6. Philharmonische Konzert: Die Vermessung des Weltinnenraums

Dirigent André de Ridder - Photograph: Marco Borggreve

Dirigent André de Ridder - Photograph: Marco Borggreve

Eine Reihe markanter Musikerpersönlichkeiten der jüngeren Generation verzeichnet die Gästeliste des sechsten Philharmonischen Konzerts am Mittwoch 03. und Donnerstag 04. März 2010 um 20 Uhr in der Philharmonie Mercatorhalle. Die Duisburger Philharmoniker spielen unter der Leitung von André de Ridder, dem Chefdirigenten der britischen Sinfonia VIVA. Er stammt aus Berlin, hat aber früh im englischen Musikleben Fuß gefasst und arbeitet heute regelmäßig mit den großen Orchestern der BBC zusammen. „Energie, Geschmack und ein untrügliches Gespür für Balance und Timbre“ bestätigte der Londoner „Telegraph“ dem jungen Dirigenten, der besonders auch als kompetenter Sachwalter der Moderne geschätzt wird.

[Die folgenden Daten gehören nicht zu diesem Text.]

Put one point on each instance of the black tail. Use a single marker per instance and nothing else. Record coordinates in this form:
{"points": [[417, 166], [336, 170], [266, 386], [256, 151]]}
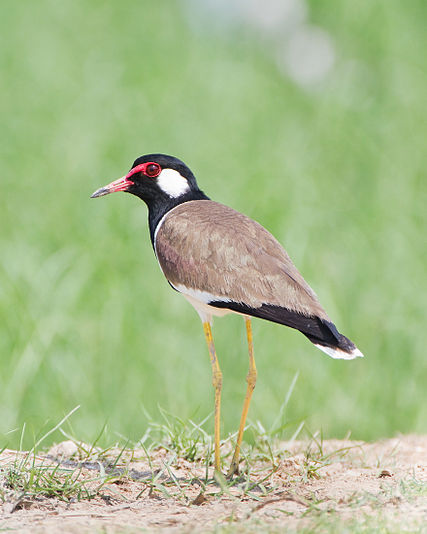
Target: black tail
{"points": [[321, 332]]}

In Duisburg leitet er die Uraufführung der Sinfonie „Seines Inneren Wildnis“ von Hauke Jasper Berheide, einem Werk für Mezzosopran und Orchester, das den berühmten „Weltinnenraum“ der Duineser Elegien von Rainer Maria Rilke gleichsam musikalisch vermisst. Berheide, 1980 in Duisburg geboren, zählt zu den herausragenden Begabungen der jüngsten Komponistengeneration und wurde 2008 mit dem Förderpreis des Landes Nordrhein-Westfalen ausgezeichnet. Mit der Uraufführung seines neuen Orchesterwerks setzen die Duisburger Philharmoniker ihr kontinuierliches Engagement für die Träger dieser wichtigen Auszeichnung fort. Solistin ist die Mezzosopranistin Annette Seiltgen, die seit 1996 zum Ensemble der Deutschen Oper am Rhein gehört und hier in den letzten Jahren vor allem mit den großen Partien des Wagner-Fachs Erfolge feierte.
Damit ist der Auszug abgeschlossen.